Thanks @joshw...@google.com <mailto:joshw...@google.com> @Maxime
Coquelin <mailto:maxime.coque...@redhat.com> for the inputs.
@Maxime Coquelin <mailto:maxime.coque...@redhat.com>
I did code bisecting and was able to pin-point through test-pmd run
that *this issue we are starting to see since DPDK-21.11 version
onwards. Till DPDK-21.08 this issue is not seen.*
To remind the issue what we see is that while actual amount of
serviced traffic by the hypervisor remains almost same between the two
versions (implying the underlying GCP hypervisor is only capable of
handling that much) but in >=dpdk-21.11 versions the virtio-PMD is
pushing almost 20x traffic compared to dpdk-21.08 (This humongous
traffic rate in >=dpdk-21.11 versions leads to high packet drop rates
since the underlying hypervisor is only capable of max handling the
same load it was servicing in <=dpdk-21.08)

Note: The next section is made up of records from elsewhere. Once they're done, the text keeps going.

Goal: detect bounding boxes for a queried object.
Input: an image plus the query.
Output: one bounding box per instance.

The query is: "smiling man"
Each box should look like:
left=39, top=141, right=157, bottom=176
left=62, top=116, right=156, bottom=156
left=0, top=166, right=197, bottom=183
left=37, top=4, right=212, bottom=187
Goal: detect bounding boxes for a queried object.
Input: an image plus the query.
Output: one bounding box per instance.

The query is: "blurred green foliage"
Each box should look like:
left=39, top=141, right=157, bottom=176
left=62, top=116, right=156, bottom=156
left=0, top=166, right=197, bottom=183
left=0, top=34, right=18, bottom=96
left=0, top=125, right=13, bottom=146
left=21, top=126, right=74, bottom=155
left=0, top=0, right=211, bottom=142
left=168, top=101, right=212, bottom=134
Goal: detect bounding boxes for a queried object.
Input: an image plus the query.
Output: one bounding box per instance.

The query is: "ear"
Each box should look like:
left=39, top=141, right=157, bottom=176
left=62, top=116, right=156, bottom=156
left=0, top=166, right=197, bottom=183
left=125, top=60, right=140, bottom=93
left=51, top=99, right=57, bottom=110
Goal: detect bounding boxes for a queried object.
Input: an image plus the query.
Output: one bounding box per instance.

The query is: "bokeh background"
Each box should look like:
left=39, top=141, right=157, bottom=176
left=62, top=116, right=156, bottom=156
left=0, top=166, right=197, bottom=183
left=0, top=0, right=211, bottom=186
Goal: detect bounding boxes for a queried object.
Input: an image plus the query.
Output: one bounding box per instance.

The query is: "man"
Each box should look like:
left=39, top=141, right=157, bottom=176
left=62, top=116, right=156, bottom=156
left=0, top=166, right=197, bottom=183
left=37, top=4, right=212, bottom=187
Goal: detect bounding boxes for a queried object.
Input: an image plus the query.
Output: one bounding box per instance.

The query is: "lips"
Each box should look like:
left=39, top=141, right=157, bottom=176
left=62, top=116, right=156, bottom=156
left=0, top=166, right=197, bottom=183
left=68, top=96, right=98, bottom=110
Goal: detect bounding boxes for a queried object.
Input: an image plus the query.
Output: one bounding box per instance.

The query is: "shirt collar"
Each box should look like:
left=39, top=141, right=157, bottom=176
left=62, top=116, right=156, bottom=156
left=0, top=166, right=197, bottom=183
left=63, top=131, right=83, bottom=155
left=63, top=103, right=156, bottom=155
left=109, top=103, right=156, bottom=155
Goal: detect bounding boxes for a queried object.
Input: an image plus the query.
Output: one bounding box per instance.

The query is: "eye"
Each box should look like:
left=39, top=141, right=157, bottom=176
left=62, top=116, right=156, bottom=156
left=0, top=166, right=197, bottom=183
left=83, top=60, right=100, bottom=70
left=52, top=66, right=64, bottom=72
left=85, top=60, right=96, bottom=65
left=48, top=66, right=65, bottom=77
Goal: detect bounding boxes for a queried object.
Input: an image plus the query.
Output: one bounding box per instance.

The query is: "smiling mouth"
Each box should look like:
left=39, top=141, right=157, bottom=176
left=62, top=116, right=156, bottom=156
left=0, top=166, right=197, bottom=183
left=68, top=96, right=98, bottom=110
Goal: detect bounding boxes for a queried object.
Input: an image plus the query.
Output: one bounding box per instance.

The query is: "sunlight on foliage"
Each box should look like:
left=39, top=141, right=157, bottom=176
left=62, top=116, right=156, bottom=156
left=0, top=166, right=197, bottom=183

The same pattern can be seen even if we run traffic for a longer
duration.
*_Eg:_*
Testpmd traffic run (for packet-size=1518) for exact same
time-interval of 15 seconds:
_*>=21.11 DPDK version*_
---------------------- Forward statistics for port 0
----------------------
RX-packets: 2 RX-dropped: 0 RX-total: 2
TX-packets: 19497570 *TX-dropped: 364674686 * TX-total: 384172256
----------------------------------------------------------------------------
_*Upto 21.08 DPDK version *_
---------------------- Forward statistics for port 0
----------------------
RX-packets: 3 RX-dropped: 0 RX-total: 3
TX-packets: 19480319 TX-dropped: 0 TX-total:
19480319
----------------------------------------------------------------------------
As you can see
>=dpdk-21.11
Packets generated : 384 million Packets serviced : ~19.5 million :
Tx-dropped : 364 million
<=dpdk-21.08
Packets generated : ~19.5 million Packets serviced : ~19.5 million :
Tx-dropped : 0
==========================================================================
@Maxime Coquelin <mailto:maxime.coque...@redhat.com>
I have run through all the commits made by virtio-team between
DPDK-21.11 and DPDK-21.08 as per the commit-logs available at
https://git.dpdk.org/dpdk/log/drivers/net/virtio
<https://git.dpdk.org/dpdk/log/drivers/net/virtio>
I even tried undoing all the possible relevant commits (I could think
of) on a dpdk-21.11 workspace & then re-running testpmd in order to
track down which commit has introduced this regression but no luck.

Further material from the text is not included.